Principles that will govern my thoughts as I express them here (from my opening statement):

  • Freedom of the individual should be as total as possible, limited only by the fact that nobody should be free to cause physical injury to another, or to deprive another person of his freedoms.
  • Government is necessary primarily to provide those services that private enterprise won't, or won't at a price that people can afford.
  • No person has a right to have his own beliefs on religious, moral, political, or other controversial issues imposed on others who do not share those beliefs.

I believe that Abraham Lincoln expressed it very well:

“The legitimate object of government is to do for a community of people whatever they need to have done, but cannot do, at all, or cannot
so well do, for themselves — in their separate, individual capacities.”

Comments will be invited, and I will attempt to reply to any comments that are offered in a serious and non-abusive manner. However, I will not tolerate abusive or profane language (my reasoning is that this is my blog, and so I can control it; I wouldn't interfere with your using such language on your own!)

If anyone finds an opinion that I express to be contrary to my principles, they are welcome to point this out. I hope that I can make a rational case for my comments. Because, in fact, one label I'll happily accept is rationalist.

Friday, March 08, 2013

The worm has turned

Back at the end of last year, the Republicans found themselves in a bad spot. If they did nothing, the Bush tax cuts would all expire Jan. 1. Even President Obama wanted to preserve many of them, so there was bipartisan agreement that doing nothing was unacceptable. And thus, John Boehner and the House Republican caucus ended up surrendering too much to President Obama. There was no better choice.

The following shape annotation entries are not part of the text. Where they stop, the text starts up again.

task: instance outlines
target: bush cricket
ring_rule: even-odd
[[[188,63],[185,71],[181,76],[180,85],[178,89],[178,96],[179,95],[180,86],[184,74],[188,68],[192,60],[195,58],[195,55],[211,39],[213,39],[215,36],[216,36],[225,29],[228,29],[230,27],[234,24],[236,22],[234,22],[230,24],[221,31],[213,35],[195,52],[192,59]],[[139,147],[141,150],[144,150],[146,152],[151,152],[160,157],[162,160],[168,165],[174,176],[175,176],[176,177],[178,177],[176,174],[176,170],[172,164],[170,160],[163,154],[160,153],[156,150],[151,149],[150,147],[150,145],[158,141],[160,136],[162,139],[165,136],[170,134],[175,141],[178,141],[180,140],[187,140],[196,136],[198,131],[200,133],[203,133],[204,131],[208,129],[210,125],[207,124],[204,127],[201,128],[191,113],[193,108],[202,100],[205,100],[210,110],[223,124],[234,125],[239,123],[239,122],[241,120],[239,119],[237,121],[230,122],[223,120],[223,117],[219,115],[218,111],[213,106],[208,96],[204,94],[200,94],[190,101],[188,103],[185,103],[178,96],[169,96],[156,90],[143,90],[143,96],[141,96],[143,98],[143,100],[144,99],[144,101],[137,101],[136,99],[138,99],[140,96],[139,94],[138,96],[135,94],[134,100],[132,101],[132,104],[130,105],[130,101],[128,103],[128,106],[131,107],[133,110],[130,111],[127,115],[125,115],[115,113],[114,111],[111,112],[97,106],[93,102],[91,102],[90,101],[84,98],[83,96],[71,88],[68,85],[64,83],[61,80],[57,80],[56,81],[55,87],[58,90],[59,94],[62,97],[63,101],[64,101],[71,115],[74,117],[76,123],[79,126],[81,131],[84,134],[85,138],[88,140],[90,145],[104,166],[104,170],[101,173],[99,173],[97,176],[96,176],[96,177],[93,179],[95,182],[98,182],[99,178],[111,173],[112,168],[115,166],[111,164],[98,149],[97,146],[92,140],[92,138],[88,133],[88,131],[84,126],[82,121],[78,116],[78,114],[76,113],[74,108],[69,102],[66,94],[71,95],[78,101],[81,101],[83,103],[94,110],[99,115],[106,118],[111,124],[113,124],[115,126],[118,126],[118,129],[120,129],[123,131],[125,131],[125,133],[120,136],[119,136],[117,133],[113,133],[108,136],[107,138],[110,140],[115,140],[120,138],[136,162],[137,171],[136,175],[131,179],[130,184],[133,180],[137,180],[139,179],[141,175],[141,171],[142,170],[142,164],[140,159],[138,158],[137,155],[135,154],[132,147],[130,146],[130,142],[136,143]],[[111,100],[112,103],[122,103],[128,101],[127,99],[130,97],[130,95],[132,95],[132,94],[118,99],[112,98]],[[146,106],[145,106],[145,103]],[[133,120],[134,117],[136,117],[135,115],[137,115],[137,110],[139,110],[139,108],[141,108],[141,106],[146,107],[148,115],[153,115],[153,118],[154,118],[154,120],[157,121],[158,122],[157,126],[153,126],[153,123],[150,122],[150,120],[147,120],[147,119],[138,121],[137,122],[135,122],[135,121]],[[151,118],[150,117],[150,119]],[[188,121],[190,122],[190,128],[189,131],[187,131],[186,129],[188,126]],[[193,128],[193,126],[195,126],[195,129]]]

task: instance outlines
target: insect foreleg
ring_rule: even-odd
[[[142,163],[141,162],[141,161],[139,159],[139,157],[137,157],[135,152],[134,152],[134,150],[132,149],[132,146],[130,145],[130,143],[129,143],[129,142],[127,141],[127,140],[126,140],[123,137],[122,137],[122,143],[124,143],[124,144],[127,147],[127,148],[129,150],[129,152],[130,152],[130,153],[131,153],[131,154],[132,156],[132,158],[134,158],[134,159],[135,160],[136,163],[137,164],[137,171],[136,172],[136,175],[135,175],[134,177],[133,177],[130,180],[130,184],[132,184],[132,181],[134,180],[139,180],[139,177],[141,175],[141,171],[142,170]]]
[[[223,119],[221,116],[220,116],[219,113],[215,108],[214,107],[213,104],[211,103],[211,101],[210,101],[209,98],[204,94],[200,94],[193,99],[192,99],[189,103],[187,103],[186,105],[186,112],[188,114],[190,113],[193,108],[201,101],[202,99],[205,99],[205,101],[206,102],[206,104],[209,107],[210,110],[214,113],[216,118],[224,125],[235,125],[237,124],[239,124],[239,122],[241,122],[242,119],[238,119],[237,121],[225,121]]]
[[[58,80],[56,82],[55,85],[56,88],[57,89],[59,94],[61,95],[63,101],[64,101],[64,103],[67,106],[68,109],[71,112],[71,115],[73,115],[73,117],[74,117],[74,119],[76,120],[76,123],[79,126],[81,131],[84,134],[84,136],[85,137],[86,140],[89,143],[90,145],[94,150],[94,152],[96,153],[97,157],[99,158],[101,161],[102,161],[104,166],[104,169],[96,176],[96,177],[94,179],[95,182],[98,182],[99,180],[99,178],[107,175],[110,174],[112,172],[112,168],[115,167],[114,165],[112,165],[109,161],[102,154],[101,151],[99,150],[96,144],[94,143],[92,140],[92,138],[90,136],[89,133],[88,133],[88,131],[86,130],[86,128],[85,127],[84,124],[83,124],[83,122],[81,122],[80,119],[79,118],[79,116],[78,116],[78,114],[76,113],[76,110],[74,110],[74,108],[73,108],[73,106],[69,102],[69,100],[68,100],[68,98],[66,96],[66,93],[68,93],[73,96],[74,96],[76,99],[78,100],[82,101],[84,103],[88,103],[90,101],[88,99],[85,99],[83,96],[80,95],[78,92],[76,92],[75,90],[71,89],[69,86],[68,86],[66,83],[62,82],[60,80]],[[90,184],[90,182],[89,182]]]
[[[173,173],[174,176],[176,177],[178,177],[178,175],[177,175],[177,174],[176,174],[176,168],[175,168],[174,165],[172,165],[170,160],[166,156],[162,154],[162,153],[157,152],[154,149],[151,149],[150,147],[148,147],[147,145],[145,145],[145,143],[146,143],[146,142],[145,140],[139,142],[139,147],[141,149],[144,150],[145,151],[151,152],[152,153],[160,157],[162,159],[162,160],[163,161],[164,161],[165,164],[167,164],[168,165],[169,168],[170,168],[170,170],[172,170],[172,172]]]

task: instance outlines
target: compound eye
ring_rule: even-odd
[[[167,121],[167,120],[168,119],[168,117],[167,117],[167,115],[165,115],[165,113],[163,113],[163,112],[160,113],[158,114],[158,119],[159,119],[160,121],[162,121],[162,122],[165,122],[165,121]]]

Now, on the other hand, it is the President who is in the same pickle that the Republicans were in back then. If nobody does anything, the sequester kicks in — the spending cuts go beyond what the GOP wants, but certainly Obama gets none of the tax increases he wants. So the only compromise possible is for the President to give up on some of the tax increases. We are seeing his allies — Nancy Pelosi and the rest of the House Democrats — making wild statements to try to curry favor with the American people. But they cannot win — and President Obama knows it. Finally, he is talking with the GOP leaders in Congress — something he refused to do last December. My, how the worm has turned!